L’uccisione di Cesare

Neque illi tanto viro et tam clementer omnibus victoriis suis uso plus quinque mensium principalis quies contigit. Quippe, cum mense Octobri in Urbem revertisset, idibus Martiis, coniurationis auctoribus Bruto et Cassio, quorum alterum promittendo consulatum non obligaverat, contra differendo Cassium offenderat, adiectis etiam consiliariis caedis familiarissimis omnium et fortuna partium eius in summum evectis fastigium, D. Bruto et C. Trebonio aliisque clari nominis viris, interemptus est. Cui magnam invidiam conciliarat M. Antonius, omnibus audendis paratissimus, consulatus collega, imponendo capiti eius Lupercalibus sedentis pro rostris insigne regium, quod ab eo ita repulsum erat ut non offensus videretur.

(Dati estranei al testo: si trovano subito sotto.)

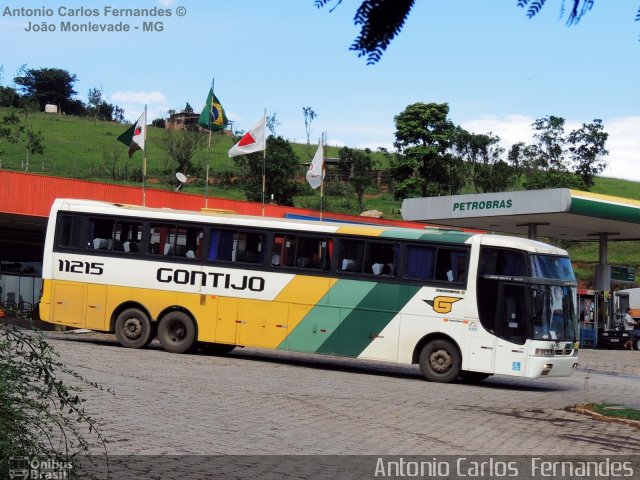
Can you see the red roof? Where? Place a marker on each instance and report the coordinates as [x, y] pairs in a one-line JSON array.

Esperienze di traduzione – Pag.115 n.5 – Velleio Patercolo

Ma a questo uomo così grande e che si comportò con tale clemenza in tutte le sue vittorie non toccarono più di cinque mesi di godimento pacato del potere supremo. Perciò, essendo ritornato a Roma ad ottobre, essendo Bruto e Cassio i capi della cospirazione, dei quali egli non era riuscito a sottomettere il primo con la promessa del consolato, ed aveva offeso il secondo con la proroga della sua candidatura, fu ucciso alle Idi di Marzo, essendo stati coinvolti nella strage anche alcuni dei più intimi tra tutti i suoi amici, elevati al sommo onore dalla fortuna della sua fazione, cioè Decimo Bruto, Gaio Trebonio ed altri di nome illustre. Marco Antonio, il suo collega nel consolato, sempre pronto ad atti di sfida, aveva portato grande odio su costui (Cesare) mettendogli sulla testa, non appena sedette sui rostri durante i Lupercali, una corona reale, che fu respinta a tal punto da Cesare che non sembrava esserne dispiaciuto.